What NHS England isn’t telling you, and more indispensable insight for commissioners, by Dave West.

Limiting the NHS offer

In its terse response to last week’s budget, NHS England promised a “difficult debate about what it is possible to deliver for patients with the money available”, and that it would kick this off at its board meeting on Thursday.

Some see this is as a misstep – a further foray into territory that should be left to Parliament. For others, it’s a noble and necessary move to fight for the NHS and lead when the politicians will not. A third group may see it as a dramatic presentation of decisions about affordability and value that are nothing new for those running the health service.

Certainly, it was not a complete about-turn for the independent national commissioning board. Over the past year, NHS England has moved to formally delay the introduction of approved, cost effective drugs, and began the capped expenditure process to provoke “thinking the unthinkable”. Its default reaction to local access restrictions (aka rationing) has changed from condemnation to endorsing them as “difficult choices about what can be afforded within the funds parliament has made available”.

A decisive point came in the spring when, catching government on the hop, NHS England astonishingly secured its permission to publicly declare elective waiting lists were not a priority and would grow.

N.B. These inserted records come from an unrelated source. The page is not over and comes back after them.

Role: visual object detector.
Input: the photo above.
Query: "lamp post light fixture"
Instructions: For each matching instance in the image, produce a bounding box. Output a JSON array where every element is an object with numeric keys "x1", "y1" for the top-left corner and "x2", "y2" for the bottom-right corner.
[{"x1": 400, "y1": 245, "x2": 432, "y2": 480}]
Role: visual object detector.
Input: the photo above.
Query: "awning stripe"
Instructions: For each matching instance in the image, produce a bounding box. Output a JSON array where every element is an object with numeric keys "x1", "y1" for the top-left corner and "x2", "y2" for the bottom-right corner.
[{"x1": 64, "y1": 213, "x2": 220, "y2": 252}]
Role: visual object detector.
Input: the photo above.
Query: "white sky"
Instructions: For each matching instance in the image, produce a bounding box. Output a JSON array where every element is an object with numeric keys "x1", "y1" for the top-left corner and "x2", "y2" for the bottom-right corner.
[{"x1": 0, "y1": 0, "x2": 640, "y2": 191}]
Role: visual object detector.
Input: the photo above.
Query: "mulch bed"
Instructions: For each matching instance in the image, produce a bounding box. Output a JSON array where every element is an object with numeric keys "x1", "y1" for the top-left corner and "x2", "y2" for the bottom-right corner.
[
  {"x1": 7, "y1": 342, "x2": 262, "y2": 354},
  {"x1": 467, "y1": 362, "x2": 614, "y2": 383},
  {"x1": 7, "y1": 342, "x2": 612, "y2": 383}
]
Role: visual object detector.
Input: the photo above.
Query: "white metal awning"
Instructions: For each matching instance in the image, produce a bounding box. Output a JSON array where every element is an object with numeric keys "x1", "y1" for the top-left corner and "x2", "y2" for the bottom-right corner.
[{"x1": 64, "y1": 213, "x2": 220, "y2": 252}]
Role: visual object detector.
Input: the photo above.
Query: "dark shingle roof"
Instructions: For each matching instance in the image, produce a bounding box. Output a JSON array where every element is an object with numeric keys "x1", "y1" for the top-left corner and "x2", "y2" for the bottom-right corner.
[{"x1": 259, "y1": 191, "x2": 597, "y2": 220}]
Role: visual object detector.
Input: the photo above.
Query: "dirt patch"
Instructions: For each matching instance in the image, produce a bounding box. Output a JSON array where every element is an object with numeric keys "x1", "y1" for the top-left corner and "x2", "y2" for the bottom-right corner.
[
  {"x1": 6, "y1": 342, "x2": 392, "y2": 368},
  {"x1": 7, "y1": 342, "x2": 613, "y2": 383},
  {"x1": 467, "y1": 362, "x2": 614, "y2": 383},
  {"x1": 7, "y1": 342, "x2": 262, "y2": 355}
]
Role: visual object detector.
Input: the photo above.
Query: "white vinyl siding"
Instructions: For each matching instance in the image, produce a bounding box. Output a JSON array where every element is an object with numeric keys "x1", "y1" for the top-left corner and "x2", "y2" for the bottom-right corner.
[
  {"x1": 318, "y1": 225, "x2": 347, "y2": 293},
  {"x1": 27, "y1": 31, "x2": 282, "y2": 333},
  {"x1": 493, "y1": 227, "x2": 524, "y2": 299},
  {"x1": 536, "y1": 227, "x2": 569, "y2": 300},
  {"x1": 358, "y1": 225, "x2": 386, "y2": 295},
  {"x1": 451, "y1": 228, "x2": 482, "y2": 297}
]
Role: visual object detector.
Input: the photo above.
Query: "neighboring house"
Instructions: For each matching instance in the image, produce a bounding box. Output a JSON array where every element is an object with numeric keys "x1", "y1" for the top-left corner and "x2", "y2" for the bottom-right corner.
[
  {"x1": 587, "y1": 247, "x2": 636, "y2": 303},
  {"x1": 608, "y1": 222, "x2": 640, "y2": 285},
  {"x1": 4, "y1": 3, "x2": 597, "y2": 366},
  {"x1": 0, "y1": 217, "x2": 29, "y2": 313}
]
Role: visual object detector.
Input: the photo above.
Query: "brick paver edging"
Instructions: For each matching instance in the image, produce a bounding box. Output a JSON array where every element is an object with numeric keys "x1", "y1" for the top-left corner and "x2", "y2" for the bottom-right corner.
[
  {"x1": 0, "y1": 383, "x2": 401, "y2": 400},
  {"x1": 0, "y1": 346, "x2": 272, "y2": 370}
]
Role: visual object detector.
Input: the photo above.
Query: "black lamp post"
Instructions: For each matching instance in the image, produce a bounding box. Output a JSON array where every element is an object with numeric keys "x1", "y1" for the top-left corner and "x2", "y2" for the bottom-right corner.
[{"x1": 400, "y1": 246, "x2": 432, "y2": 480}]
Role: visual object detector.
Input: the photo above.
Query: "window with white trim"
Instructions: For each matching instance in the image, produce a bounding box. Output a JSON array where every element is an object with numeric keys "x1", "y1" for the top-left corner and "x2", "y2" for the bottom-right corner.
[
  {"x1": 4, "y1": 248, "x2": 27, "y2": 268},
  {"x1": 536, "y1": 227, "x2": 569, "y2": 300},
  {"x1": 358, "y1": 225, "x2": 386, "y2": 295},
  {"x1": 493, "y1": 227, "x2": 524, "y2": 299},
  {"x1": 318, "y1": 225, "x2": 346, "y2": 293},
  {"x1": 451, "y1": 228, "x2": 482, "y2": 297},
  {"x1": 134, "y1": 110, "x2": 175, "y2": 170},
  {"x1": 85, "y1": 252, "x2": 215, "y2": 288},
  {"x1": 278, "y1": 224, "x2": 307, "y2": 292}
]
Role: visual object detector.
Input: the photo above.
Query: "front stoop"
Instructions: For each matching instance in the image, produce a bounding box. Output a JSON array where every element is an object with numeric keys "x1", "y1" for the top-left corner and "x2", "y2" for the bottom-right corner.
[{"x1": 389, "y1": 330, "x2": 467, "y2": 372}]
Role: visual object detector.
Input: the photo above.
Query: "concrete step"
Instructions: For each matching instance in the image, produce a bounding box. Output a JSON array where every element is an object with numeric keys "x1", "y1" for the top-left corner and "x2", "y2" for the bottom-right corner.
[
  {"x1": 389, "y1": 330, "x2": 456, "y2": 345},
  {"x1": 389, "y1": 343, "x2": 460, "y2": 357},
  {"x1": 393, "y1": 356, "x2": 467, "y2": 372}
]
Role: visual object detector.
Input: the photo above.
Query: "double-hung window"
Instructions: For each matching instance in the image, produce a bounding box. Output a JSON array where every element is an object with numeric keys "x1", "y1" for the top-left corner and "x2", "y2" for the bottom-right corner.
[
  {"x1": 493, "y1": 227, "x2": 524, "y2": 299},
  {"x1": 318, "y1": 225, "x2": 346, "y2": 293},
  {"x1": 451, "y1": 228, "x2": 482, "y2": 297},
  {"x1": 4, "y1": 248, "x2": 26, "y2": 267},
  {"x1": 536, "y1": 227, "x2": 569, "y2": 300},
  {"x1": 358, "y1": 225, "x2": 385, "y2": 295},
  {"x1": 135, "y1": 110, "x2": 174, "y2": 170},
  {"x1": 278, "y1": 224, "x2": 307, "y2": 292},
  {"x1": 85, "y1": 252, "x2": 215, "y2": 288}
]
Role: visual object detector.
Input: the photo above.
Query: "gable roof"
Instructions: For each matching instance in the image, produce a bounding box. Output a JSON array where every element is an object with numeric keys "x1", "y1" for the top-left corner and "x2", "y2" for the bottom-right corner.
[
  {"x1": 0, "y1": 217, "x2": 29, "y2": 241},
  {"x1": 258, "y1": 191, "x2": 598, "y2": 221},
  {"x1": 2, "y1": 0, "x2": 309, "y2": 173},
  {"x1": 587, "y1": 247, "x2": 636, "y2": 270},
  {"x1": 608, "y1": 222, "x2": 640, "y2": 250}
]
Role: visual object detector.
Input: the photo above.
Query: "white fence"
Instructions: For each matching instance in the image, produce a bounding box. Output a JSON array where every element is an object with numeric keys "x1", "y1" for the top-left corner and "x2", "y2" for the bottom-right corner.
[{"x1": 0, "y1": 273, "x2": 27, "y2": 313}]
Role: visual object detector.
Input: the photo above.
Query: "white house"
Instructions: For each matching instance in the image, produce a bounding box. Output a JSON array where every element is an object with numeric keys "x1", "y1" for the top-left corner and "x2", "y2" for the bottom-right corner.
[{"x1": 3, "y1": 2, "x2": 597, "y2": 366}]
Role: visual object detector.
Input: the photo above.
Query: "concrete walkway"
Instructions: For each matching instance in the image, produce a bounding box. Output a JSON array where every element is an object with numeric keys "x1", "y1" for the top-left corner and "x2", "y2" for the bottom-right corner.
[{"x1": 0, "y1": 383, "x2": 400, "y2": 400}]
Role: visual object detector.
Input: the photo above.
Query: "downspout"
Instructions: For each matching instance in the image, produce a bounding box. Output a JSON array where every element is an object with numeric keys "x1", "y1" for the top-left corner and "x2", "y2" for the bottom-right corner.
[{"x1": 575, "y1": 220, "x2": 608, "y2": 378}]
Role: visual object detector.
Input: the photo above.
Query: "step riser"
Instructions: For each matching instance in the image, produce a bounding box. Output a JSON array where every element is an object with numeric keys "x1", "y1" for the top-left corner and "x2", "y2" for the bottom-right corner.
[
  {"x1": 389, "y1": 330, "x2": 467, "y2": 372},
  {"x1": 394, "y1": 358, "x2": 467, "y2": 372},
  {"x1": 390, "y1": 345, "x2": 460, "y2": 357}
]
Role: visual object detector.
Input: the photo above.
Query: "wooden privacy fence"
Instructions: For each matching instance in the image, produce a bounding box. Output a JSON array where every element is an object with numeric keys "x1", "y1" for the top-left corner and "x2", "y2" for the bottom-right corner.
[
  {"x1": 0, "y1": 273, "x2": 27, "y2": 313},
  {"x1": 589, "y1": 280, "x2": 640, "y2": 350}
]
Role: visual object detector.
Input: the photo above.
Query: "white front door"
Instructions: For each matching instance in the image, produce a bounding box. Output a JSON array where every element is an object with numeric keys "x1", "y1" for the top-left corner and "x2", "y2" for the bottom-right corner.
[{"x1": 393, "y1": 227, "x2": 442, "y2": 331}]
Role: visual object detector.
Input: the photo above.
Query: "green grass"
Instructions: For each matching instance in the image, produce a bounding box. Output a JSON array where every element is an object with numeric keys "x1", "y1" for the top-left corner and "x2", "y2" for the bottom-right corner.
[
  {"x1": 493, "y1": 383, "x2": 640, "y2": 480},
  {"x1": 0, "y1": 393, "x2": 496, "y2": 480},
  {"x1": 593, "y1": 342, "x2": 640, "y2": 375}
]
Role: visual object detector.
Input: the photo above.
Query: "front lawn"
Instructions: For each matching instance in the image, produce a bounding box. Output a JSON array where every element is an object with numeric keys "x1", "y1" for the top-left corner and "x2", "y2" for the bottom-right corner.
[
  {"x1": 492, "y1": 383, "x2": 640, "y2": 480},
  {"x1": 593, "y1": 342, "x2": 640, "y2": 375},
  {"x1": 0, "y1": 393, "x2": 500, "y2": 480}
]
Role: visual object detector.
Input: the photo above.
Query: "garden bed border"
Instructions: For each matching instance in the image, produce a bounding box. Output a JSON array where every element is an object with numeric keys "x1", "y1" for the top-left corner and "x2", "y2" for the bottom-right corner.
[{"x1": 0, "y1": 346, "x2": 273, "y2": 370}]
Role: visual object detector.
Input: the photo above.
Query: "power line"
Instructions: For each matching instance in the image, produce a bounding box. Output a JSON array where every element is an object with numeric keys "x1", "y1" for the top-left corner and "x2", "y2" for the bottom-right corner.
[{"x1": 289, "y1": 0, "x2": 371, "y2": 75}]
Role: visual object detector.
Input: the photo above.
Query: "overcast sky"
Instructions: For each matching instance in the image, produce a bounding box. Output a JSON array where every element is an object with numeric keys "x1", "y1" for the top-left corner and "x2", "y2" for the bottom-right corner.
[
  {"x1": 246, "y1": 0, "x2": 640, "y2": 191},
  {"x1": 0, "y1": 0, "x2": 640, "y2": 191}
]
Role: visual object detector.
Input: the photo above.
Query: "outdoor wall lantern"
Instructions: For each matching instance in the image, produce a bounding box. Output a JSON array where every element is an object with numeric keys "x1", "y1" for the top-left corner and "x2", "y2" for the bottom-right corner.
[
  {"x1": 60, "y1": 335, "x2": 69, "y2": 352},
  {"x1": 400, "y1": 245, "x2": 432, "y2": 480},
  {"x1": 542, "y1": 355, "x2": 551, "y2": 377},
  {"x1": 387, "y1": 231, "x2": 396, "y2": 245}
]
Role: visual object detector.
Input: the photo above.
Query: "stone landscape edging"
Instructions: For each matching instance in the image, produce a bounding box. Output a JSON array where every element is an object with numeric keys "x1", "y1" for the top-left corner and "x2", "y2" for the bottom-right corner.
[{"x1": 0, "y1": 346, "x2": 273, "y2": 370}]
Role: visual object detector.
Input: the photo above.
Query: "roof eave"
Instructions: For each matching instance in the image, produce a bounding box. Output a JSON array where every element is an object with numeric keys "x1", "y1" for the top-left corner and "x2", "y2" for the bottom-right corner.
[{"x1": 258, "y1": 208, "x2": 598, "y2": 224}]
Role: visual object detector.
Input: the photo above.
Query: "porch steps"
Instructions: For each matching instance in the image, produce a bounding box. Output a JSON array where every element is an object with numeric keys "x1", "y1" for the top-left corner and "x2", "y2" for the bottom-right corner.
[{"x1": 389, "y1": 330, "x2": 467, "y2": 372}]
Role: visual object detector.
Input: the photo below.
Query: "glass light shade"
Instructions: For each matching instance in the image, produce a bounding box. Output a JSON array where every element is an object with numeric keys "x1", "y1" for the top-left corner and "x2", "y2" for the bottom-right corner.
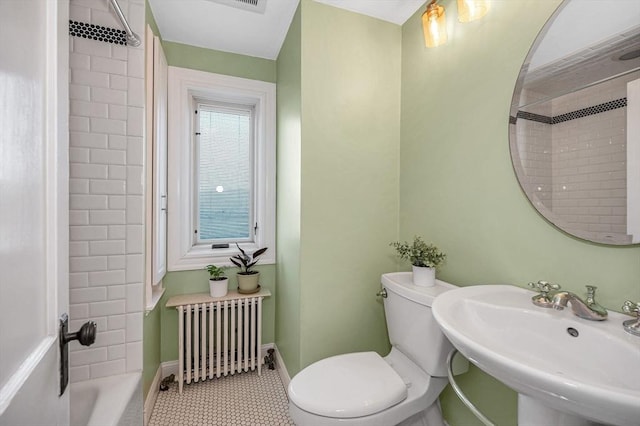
[
  {"x1": 458, "y1": 0, "x2": 489, "y2": 22},
  {"x1": 422, "y1": 1, "x2": 447, "y2": 47}
]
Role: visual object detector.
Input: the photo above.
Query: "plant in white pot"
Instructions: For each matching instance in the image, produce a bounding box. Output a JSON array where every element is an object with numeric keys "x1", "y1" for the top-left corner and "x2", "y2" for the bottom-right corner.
[
  {"x1": 390, "y1": 236, "x2": 447, "y2": 287},
  {"x1": 229, "y1": 243, "x2": 267, "y2": 294},
  {"x1": 205, "y1": 265, "x2": 229, "y2": 297}
]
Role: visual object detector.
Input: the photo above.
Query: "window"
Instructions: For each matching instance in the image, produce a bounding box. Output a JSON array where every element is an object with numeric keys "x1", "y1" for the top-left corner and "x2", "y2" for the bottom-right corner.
[{"x1": 167, "y1": 67, "x2": 275, "y2": 271}]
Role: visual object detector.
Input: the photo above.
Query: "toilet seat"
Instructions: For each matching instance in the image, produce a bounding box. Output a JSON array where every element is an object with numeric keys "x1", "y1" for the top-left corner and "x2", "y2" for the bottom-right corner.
[{"x1": 289, "y1": 352, "x2": 407, "y2": 418}]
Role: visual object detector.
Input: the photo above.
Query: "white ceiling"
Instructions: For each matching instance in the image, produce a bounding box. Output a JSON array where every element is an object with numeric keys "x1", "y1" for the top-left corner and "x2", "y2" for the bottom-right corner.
[{"x1": 149, "y1": 0, "x2": 425, "y2": 59}]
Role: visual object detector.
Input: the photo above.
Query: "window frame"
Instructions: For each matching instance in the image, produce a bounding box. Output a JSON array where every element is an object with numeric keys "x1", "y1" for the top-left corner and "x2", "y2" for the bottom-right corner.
[
  {"x1": 192, "y1": 97, "x2": 258, "y2": 245},
  {"x1": 167, "y1": 66, "x2": 276, "y2": 271}
]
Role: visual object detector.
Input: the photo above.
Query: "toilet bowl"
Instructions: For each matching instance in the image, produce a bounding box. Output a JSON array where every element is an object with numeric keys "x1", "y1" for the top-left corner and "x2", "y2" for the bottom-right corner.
[{"x1": 288, "y1": 272, "x2": 456, "y2": 426}]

Although all this highlighted the NHS’s financial squeeze and inevitable trade-offs, in the first instance it was mostly the result of an intense determination to try to stay within budget (something the commissioning side has largely achieved).

The NHS England board this week needs to do similar: drive home the message that ugly trade-offs will be unavoidable, take some unpopular decisions to help balance its books, and pave the way for more.

Its options will take the NHS further in all the areas already broached.

Measures discussed locally in the capped expenditure process could be nationalised – for example with more central coordination of access restrictions and waiting times. Royal colleges have already identified interventions with little or no benefit, and there is some NICE evidence in this area too, but so far little national action has been taken.

The programme already under way for cutting some prescriptions can be extended to new – more contentious – medicines; and the introduction of expensive new drugs slowed further both nationally and locally. Another swipe at community pharmacy contracts is likely too.

But at the centre of the debate will be the government’s delivery priorities for the NHS. Simon Stevens’ pre-budget speech offered the “difficult choices” of growing the waiting list further, staffing retrenchment, and compromising ambitions on cancer and mental health - the latter a clear prime ministerial priority.

A longstanding conundrum of NHS savings is that services most in need of expansion – prevention and social support, and particularly mental health– are the first to suffer cuts. They are less driven by demand at the front door and rely on discrete new funding pots, ripe for raiding.

Trying to escape this, NHS England’s deal in the spring prioritised mental health, cancer and primary care at the expense of planned surgery. NHS England could argue this was the best course and will need to continue; but that might require a change to NHS constitution standards, which government has made clear it won’t wear.

More technical options include cutting contingency and risk funds (which would presumably make the Treasury a little shaky) and making steeper cuts to management costs (undoubtedly on the table but subject to ongoing wrangling).

The above are largely commissioning budgets and policies. Simon Stevens and colleagues, with NHS Improvement’s new bosses, will also have to decide how to approach the business of providers. Most NHS costs are ultimately committed in the £80bn trust and foundation trust sector, where there are also huge choices and trade-offs.

Uncharted waters

Government/NHS rows over the budget and delivery asks are nothing new.

Where there is uncharted waters is in the move by the independent national commissioning board – the closest thing we have to an NHS head office – to make the trade-offs a matter of high profile public debate. I suspect it is also unprecedented for the closest thing we have to a national NHS chief executive to be openly saying it is impossible to deliver totemic targets; and so blatantly at loggerheads with government.

National Voices, the umbrella group for many patient and public organisations, said in a stark warning on Friday that making “significant reductions to the NHS offer… is properly a matter for ministers and Parliament” – though, it acknowledged, NHS England may be right to step in to avoid a “wave of piecemeal, short-termist rationing decisions”.

NHS England’s first chief executive, Sir David Nicholson, who had the foresight to start webcasting its public board meetings, perfect for occasions like this week, suggested its role was “not to tell the public what they can’t have but present the government with options and choices… and do it openly and transparently”.

The board’s post-budget statement was in the name of chair Sir Malcolm Grant, which could be a sign that, with the mud already flying in Mr Stevens’ direction, more of the noise will be made by Sir Malcolm in the run up to his term on the board ending next autumn.

If NHS England’s stand up row with government ultimately succeeds – changing enough minds in Parliament and government to get NHS funding back on an even keel – it could potentially be the making of the independent board.

But it has angered many civil servants and politicians in Whitehall, and if the chance arises then the episode could equally lend them another argument for reining the independent NHS back to the Department of Health.